How can sitravatinib turn “cold tumors hot?”
Sitravatinib is being developed in patients who have progressed on checkpoint therapy. These tumors no longer have activated infiltrating T-cells that are launching an effective immune attack. This is why checkpoint inhibition therapy is not working – if there is no anti-tumor immune activity ongoing, then, blocking the immune-abrogating signal (PD-L1) will not result in tumor kill.

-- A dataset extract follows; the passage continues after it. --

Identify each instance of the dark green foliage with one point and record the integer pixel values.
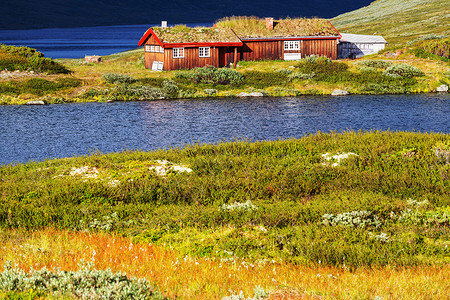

But, PD-L1 expression is not the only reason that tumors escape immune attack – the presence of Treg cells that blunt CD8+ antigen specific reactions, MDSC’s, and M2 macrophage activity also contribute to making the tumor microenvironment immunologically cold.
So, the goal of treatment with sitravatinib in combination with Opdivo is several-fold:
- Sitravatinib therapy will kill many cancer cells that are driven by mutations in the tyrosine kinases that sitravatinib inhibits. This will result in the spilling of neo-antigens, epitopes against which the immune system has yet to launch an attack and to which the immune system has yet to be tolerized (Treg cells).
- Once an immune response against neo-antigens is initiated, Opdivo will block PD-L1-miedated immune response abrogation.
- Sitravatinib will also block the activation of Treg’s, promote M1 macrophage responses, and deplete the tumor microenvironment of MSDC’s.
Rationale for targeting CBL mutations with sitravatinib
CBL is a gene that encodes an E3 ubiquitin ligase, which is an enzyme that targets substrates for degradation by the proteasome. It mediates the transfer of ubiquitin from ubiquitin conjugating enzymes (E2) to specific substrates:
- CBL also contains an N-terminal phosphotyrosine binding domain that allows it to interact with numerous tyrosine-phosphorylated substrates and target them for proteasome degradation. As such it functions as a negative regulator of many signal transduction pathways. This gene has been found to be mutated or translocated in many cancers including acute myeloid leukaemia.
Loss of function mutations in CBL result in increased target RTK activation in tumor cells and may act as oncogenic drivers. CBL is commonly inactivated by missense mutations in the RING domain or by deletions that occur in selected human cancers including NSCLC, melanoma, and sarcomas.
CBL is negative regulator for MET, AXL, PDGFR/KIT signaling, therefore, blocking the tyrosine kinase activity of these RTKs with sitravatinib will address the loss of function of the CBL tumor suppressor gene when it is mutated.